J'ai ouï beaucoup de choses de la grande austérité de sa vie, et je crois que ce qu'on m'en a dit était le moins de ce qu'elle pratiquait. Je rapporterai ce que quelques personnes ont ouï d'elle-même, parce que sa franchise et sa candeur étaient grandes, ce qui provenait d'une profonde et singulière humilité : et comme elle connaissait si clairement qu'elle n'avait aucun bien de soi, mais que tout lui venait de la main libérale de son Dieu, elle était fort éloignée de la vaine gloire, et se réjouissait de dire les grâces que Dieu lui faisait. Chose qui est à la vérité dangereuse pour ceux qui ne sont pas parvenus à cet état, parce que pour le moins cela leur serait imputé à une propre louange. Elle dit aux personnes dont j'ai parlé qu'elle avait demeuré huit ans dans cette grotte, qu'elle y avait été plusieurs jours ne mangeant que des herbes et des racines des champs, parce que les trois pains que l'ermite lui avait laissés étant finis, elle demeura destituée de toute sorte de provision, jusqu'à ce qu'un petit berger vint en ce lieu qui apportait du pain et de la farine, dont elle faisait cuire de petits tourteaux desquels elle mangeait de trois jours en trois jours, sans prendre autre chose.

 

Mais ce qu'elle souffrait de la part des diables (suivant ce qu'elle a dit elle-même), était plus étrange et plus terrible.
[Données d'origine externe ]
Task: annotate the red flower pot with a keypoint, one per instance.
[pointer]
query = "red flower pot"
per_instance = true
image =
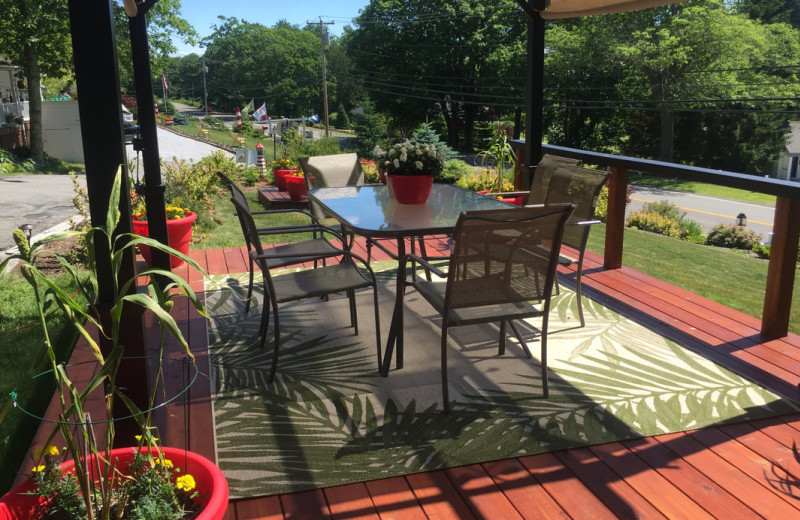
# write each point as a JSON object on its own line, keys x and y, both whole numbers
{"x": 210, "y": 483}
{"x": 179, "y": 232}
{"x": 280, "y": 178}
{"x": 296, "y": 186}
{"x": 411, "y": 189}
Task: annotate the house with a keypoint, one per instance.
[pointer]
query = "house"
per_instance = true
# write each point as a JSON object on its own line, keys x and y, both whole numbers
{"x": 787, "y": 162}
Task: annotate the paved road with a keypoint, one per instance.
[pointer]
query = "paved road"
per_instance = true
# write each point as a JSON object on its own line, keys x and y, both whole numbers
{"x": 45, "y": 201}
{"x": 708, "y": 211}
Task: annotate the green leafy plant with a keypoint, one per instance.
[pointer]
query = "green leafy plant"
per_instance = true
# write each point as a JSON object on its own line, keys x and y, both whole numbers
{"x": 734, "y": 237}
{"x": 499, "y": 155}
{"x": 408, "y": 158}
{"x": 98, "y": 496}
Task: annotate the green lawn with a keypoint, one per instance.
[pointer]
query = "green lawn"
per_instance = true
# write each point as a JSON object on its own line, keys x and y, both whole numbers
{"x": 726, "y": 276}
{"x": 712, "y": 190}
{"x": 22, "y": 356}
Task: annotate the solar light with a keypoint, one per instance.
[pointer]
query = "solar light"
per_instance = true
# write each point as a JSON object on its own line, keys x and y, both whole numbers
{"x": 28, "y": 230}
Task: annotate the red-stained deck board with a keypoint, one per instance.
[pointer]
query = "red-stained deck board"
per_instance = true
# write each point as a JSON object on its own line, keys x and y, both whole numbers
{"x": 615, "y": 493}
{"x": 480, "y": 492}
{"x": 350, "y": 502}
{"x": 521, "y": 489}
{"x": 693, "y": 483}
{"x": 755, "y": 495}
{"x": 393, "y": 498}
{"x": 438, "y": 497}
{"x": 666, "y": 497}
{"x": 568, "y": 491}
{"x": 266, "y": 508}
{"x": 305, "y": 504}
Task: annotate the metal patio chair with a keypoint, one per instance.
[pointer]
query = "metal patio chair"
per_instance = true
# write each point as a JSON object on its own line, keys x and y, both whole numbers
{"x": 344, "y": 276}
{"x": 502, "y": 268}
{"x": 317, "y": 248}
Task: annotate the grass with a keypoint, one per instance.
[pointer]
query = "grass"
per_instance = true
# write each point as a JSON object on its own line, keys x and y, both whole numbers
{"x": 711, "y": 190}
{"x": 23, "y": 356}
{"x": 726, "y": 276}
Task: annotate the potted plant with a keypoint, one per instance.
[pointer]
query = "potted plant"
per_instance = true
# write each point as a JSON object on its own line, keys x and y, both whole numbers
{"x": 281, "y": 168}
{"x": 410, "y": 167}
{"x": 296, "y": 185}
{"x": 500, "y": 155}
{"x": 100, "y": 483}
{"x": 179, "y": 228}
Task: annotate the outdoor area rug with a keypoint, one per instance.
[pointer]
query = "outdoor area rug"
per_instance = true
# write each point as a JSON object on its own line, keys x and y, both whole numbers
{"x": 330, "y": 419}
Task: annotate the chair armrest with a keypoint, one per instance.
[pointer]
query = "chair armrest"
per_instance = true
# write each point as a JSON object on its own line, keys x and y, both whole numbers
{"x": 416, "y": 258}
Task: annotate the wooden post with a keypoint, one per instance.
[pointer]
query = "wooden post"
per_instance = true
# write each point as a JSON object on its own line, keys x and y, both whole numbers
{"x": 781, "y": 271}
{"x": 615, "y": 218}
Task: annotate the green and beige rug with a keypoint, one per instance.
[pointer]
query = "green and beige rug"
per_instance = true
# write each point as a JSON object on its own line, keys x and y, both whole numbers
{"x": 330, "y": 419}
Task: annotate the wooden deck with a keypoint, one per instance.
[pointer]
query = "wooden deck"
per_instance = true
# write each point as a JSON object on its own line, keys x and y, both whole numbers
{"x": 745, "y": 470}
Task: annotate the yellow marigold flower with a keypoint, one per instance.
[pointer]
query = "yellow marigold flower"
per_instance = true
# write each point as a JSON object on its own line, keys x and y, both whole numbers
{"x": 185, "y": 483}
{"x": 46, "y": 450}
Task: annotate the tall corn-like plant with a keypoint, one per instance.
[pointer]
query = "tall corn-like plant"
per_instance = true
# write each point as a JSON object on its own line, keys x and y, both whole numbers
{"x": 158, "y": 300}
{"x": 500, "y": 154}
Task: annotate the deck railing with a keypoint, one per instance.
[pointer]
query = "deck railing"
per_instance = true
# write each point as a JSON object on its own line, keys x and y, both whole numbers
{"x": 786, "y": 227}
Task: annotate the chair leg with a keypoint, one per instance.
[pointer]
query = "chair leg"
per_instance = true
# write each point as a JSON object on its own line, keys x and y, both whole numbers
{"x": 518, "y": 334}
{"x": 578, "y": 293}
{"x": 275, "y": 347}
{"x": 545, "y": 388}
{"x": 445, "y": 390}
{"x": 250, "y": 288}
{"x": 351, "y": 295}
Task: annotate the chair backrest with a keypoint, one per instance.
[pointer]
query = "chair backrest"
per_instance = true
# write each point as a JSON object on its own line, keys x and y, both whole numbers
{"x": 544, "y": 172}
{"x": 331, "y": 171}
{"x": 579, "y": 186}
{"x": 505, "y": 256}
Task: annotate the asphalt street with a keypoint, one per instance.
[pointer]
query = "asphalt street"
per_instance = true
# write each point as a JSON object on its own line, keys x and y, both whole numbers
{"x": 45, "y": 201}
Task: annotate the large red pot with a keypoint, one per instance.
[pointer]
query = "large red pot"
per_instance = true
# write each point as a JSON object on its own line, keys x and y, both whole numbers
{"x": 280, "y": 178}
{"x": 411, "y": 189}
{"x": 179, "y": 232}
{"x": 210, "y": 483}
{"x": 296, "y": 186}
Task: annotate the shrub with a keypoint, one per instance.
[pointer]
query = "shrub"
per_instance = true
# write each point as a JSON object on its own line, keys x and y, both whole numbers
{"x": 654, "y": 223}
{"x": 486, "y": 180}
{"x": 734, "y": 237}
{"x": 453, "y": 170}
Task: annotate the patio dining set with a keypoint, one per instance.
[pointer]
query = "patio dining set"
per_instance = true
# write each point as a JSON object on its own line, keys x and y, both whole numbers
{"x": 502, "y": 265}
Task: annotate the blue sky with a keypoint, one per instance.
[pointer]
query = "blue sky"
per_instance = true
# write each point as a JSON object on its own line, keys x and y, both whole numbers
{"x": 202, "y": 14}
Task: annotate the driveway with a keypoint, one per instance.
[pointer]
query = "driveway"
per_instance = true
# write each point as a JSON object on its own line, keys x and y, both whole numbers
{"x": 45, "y": 201}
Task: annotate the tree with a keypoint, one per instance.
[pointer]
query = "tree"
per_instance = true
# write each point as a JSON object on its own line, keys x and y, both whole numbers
{"x": 34, "y": 34}
{"x": 163, "y": 24}
{"x": 280, "y": 66}
{"x": 421, "y": 58}
{"x": 695, "y": 83}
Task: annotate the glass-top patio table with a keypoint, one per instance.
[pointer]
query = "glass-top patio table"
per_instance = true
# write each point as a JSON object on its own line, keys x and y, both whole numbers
{"x": 372, "y": 212}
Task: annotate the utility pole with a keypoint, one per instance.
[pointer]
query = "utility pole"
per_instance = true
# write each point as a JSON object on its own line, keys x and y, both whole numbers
{"x": 324, "y": 38}
{"x": 205, "y": 90}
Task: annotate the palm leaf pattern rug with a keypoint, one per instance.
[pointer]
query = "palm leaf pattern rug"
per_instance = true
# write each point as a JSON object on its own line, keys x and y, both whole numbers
{"x": 330, "y": 419}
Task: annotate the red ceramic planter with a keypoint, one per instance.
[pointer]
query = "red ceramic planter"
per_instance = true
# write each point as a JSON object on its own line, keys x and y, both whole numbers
{"x": 411, "y": 189}
{"x": 179, "y": 232}
{"x": 296, "y": 186}
{"x": 211, "y": 485}
{"x": 280, "y": 178}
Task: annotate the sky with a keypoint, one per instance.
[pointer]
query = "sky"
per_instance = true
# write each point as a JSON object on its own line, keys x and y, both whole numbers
{"x": 202, "y": 14}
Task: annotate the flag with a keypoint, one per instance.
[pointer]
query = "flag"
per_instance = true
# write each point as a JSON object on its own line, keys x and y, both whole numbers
{"x": 261, "y": 113}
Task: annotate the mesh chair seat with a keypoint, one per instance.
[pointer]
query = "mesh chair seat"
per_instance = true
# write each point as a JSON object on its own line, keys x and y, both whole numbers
{"x": 319, "y": 282}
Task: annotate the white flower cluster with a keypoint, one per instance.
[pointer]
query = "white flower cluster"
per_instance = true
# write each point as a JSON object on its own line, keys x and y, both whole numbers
{"x": 409, "y": 158}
Car quelquefois ils lui paraissaient comme de grands dogues, et lui montaient sur les épaules ; d'autres fois ils se présentaient devant elle en forme de couleuvres, dont néanmoins elle n'avait aucune peur.

 

Devant que le monastère se fît, elle allait entendre la messe en un monastère de religieux de la Mercy, distant d'un quart de lieue de sa retraite, et quelquefois elle s'y en allait à genoux : son habit était de bureau, et sa tunique de gros drap : et il était fait de telle sorte qu'on l'eût pris pour celui d'un homme.

 

Quelques années après qu'elle eut demeuré ainsi seule, Notre-Seigneur voulut que sa vertu fût divulguée, et on commença à lui porter tant de dévotion, qu'elle ne pouvait se sauver de la multitude des gens qui accouraient pour la voir. Depuis le temps que nos religieux y furent, ils n'avaient point d'autre remède pour ce grand abord de gens, que de la faire monter sur un lieu éminent, afin que de là elle donnât sa bénédiction, et par ce moyen ils se garantissaient de cette foule de peuple.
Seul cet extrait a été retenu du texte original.